FIGURE 3. Adhesion and invasion of HCT-8 cells by C. coli RC013. The adherence (A) and invasion (B) of HCT-8 cells in the presence of Auranta 3001. Results are expressed as percentages of the initial inoculum. Asterisks indicate significant differences (Student’s t-test ∗p < 0.05; ∗∗p < 0.01; ∗∗∗p < 0.001). Error bars represent the standard deviation of means from three different experiments, each containing triplicate samples.

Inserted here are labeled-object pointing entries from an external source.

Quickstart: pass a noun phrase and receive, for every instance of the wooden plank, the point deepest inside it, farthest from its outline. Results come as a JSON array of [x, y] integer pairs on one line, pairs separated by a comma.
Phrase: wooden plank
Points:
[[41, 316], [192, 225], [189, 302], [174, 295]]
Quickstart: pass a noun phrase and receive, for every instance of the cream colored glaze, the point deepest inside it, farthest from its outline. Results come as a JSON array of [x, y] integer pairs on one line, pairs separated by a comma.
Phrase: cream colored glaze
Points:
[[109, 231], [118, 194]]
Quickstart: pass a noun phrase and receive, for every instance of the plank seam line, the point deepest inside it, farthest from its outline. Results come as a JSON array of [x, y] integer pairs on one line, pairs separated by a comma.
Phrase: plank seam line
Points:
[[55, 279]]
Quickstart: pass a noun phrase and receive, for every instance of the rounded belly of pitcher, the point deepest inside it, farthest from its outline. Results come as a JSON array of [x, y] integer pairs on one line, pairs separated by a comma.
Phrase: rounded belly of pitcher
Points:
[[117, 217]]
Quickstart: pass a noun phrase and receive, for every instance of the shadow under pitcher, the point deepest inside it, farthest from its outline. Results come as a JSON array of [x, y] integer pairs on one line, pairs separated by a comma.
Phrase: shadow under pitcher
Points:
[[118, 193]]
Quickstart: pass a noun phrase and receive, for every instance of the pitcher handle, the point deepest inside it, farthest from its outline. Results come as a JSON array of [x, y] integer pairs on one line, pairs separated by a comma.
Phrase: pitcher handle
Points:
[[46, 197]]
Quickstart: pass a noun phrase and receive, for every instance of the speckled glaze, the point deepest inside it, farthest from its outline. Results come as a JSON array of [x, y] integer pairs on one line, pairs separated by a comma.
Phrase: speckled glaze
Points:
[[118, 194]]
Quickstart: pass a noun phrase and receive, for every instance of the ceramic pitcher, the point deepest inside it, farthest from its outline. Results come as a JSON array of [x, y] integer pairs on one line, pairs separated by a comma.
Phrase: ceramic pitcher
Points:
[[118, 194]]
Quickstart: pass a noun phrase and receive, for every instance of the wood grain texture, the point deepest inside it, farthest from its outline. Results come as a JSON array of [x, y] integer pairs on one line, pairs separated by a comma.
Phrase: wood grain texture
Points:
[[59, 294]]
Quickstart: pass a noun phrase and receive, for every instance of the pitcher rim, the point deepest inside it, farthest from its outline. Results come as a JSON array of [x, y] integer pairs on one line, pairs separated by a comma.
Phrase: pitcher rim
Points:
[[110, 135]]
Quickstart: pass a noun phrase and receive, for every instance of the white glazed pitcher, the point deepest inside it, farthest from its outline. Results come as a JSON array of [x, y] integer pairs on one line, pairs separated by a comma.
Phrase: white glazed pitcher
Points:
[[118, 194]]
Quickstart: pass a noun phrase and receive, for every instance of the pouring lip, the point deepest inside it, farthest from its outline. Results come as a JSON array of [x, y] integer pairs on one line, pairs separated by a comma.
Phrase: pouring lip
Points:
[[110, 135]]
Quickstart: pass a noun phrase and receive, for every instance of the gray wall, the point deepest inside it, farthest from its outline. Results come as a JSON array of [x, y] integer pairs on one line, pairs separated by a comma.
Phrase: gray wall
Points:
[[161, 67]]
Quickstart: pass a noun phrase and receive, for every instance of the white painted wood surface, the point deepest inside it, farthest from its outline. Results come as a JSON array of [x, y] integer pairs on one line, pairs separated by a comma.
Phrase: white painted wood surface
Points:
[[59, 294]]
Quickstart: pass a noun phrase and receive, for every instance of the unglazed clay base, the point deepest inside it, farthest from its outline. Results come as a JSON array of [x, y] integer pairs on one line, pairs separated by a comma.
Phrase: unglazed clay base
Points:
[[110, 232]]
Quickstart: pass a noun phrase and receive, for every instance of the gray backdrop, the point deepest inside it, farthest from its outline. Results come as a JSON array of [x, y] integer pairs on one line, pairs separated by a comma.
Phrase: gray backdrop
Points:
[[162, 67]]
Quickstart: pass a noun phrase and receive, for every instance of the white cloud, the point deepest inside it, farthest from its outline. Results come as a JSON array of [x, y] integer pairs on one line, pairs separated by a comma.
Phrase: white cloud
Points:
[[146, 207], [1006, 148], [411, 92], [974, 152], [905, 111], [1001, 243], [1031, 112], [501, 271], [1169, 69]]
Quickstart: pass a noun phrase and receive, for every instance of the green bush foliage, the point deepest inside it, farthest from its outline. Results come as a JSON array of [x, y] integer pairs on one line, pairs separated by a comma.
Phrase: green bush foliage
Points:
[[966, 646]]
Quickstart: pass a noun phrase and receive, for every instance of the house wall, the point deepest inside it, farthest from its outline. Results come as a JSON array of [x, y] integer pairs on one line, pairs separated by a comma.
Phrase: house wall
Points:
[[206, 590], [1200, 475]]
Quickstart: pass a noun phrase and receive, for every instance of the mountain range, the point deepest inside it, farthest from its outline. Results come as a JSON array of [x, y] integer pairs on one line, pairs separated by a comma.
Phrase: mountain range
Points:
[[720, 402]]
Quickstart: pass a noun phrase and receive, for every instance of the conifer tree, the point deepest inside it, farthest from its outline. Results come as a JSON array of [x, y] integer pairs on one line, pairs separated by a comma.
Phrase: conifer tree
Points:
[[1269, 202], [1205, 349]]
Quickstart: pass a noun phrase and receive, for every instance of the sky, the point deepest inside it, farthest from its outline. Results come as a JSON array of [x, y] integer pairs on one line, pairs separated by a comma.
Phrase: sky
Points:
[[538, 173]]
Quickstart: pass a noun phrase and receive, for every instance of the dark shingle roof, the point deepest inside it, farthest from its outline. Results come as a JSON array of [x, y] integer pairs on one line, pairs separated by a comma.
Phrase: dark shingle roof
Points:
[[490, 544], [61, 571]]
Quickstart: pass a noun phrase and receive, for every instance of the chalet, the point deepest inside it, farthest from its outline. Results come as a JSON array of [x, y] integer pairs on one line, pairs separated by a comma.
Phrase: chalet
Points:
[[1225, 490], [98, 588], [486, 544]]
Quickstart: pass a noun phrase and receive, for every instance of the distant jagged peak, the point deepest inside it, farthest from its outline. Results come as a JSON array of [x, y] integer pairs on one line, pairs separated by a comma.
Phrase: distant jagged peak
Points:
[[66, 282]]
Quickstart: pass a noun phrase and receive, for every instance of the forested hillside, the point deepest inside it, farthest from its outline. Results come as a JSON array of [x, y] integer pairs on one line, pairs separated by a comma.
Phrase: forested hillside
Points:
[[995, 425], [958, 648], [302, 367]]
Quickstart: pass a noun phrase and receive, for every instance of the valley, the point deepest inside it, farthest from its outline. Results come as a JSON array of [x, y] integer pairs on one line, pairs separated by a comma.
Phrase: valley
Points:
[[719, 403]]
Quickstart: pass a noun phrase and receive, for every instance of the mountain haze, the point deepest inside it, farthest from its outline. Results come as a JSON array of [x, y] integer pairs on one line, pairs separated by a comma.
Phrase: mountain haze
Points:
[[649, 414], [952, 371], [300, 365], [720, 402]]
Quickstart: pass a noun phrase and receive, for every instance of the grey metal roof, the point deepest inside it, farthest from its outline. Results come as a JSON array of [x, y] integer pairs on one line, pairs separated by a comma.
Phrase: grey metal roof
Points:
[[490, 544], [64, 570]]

Changes in Capsule Polysaccharide (CPS) Profiles of C. jejuni RC039 and C. coli RC013 Following Exposure to Auranta 3001
Having observed that exposure of bacteria to the antimicrobial reduces their virulence we then investigated the production of CPS, a major virulence and colonization factor in campylobacters. Our results show that exposure of HCT-8 cells to 0.1% Auranta 3001 prior to infection leads to a significant decrease in the amounts of CPS detected on co-cultured C. jejuni RC039 (Figure 4A, lanes 3 and 5) compared to control. Interestingly a similar effect was not detected for C. coli RC013 in which case no difference was observed when compared to control (Figure 4B).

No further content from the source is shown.